Brunetti, que no sabía de qué otro modo formular la pregunta, optó por esperar a que Da Prè se explicara, y éste así lo hizo:

– Iba a verla una vez al mes, como era mi deber. Tampoco tenía tiempo para más. Pero no teníamos nada que decirnos. Le llevaba el correo que se le había acumulado, todo, cosas de iglesia, revistas y peticiones de dinero. Le preguntaba cómo se encontraba. Pero no teníamos de qué hablar, y yo me iba.

– Comprendo -Brunetti comprendió y se puso de pie. La mujer había estado cinco años en la residencia y se lo había dejado todo a este hermano que sólo tenía tiempo para ir a verla una vez al mes, por lo ocupado que sin duda lo tenían sus cajitas de rapé.

– ¿A qué viene todo esto? -preguntó Da Prè antes de que Brunetti pudiera apartarse-. ¿Han decidido impugnar el testamento? -Le puso una mano en la manga-. ¿O se trata de algo que ocurriera en…? -Se interrumpió, y a Brunetti le pareció ver que empezaba a sonreír, pero enseguida el hombrecillo se tapó la boca con la mano, y la impresión se borró.

– No es nada, signore. En realidad, quien nos interesa es una persona que trabajaba allí.

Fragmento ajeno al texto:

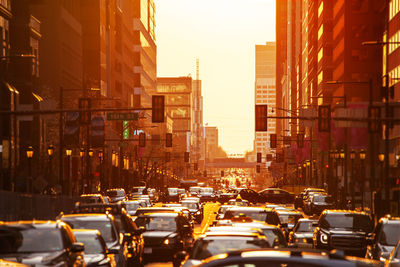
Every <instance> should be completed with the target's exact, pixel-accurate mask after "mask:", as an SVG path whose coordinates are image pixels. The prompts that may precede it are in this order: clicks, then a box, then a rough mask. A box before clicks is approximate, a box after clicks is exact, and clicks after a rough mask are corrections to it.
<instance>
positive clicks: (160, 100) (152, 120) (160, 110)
mask: <svg viewBox="0 0 400 267" xmlns="http://www.w3.org/2000/svg"><path fill="white" fill-rule="evenodd" d="M164 100H165V96H163V95H153V96H152V106H151V122H156V123H157V122H164V113H165V109H164Z"/></svg>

– Pues en eso no podré ayudarles. No conocía a nadie del personal. Nunca hablaba con ellos.

Vianello se levantó a su vez y se situó al lado de Brunetti. La cordialidad residual de su anterior conversación con Da Prè servía ahora para mitigar la mal disimulada indignación que emanaba de su superior.

Da Prè no hizo más preguntas. Se puso de pie y guió a los dos hombres pasillo adelante hasta la puerta del apartamento. Allí Vianello estrechó la mano que el hombre levantaba hacia él y le dio las gracias por haberle enseñado las preciosas cajitas de rapé. También Brunetti estrechó la pequeña mano que subía al encuentro de la suya, pero no dio gracias por nada, y fue el primero en salir a la escalera.

4

– Qué espanto de hombrecito, qué espanto -Brunetti oía murmurar a Vianello mientras bajaban la escalera.

En la calle había refrescado, como si Da Prè hubiera robado el calorcillo del aire.

– Qué asco de hombrecito -prosiguió Vianello-. Se cree que es dueño de esas tabaqueras. Estúpido.

– ¿Cómo dice, sargento? -preguntó Brunetti, que no había seguido la evolución del pensamiento de Vianello.

– Se ha creído que es dueño de esas cosas, de esas cajitas ridículas.

– Creí que le gustaban.

– ¿A mí? ¡Quiá! Me revientan. Mi tío tenía docenas de ellas y cada vez que íbamos a su casa se empeñaba en enseñármelas. Era lo mismo que ése: siempre comprando cosas y más cosas, y luego creía que las poseía.

– ¿Y no era así? -preguntó Brunetti parándose en una esquina, para oír mejor lo que decía Vianello.

– Claro que las poseía -dijo Vianello parándose a su vez delante de Brunetti-. Bueno, las pagaba, tenía los recibos y podía hacer lo que se le antojara con ellas. Pero en realidad nunca poseemos nada, ¿verdad? -dijo mirando a Brunetti a los ojos.

– Me parece que no acabo de entender eso, Vianello.

– Piénselo, comisario. Compramos las cosas. Nos las ponemos o las colgamos de las paredes, o las miramos, pero cualquiera, si se le antoja, puede quitárnoslas. O romperlas. -Vianello movió la cabeza, frustrado por la dificultad de explicar la que le parecía una idea relativamente simple-. Ahí tiene a Da Prè. Cuando él se muera, esas dichosas cajitas pasarán a manos de otra persona y luego de otra, lo mismo que otras personas las han tenido antes. Pero nadie piensa en esto: los objetos nos sobreviven. Es una tontería pensar que los poseemos. Y es pecado darles tanta importancia.

Brunetti sabía que el sargento era tan ateo e irreverente como él mismo, le constaba que para él no había más religión que la familia y los lazos de la sangre, por lo que resultaba extraño oírle hablar de pecado.

– ¿Y cómo pudo dejar a su hermana en semejante lugar durante cinco años y visitarla sólo una vez al mes? -preguntó Vianello como si realmente creyera que la pregunta tenía respuesta.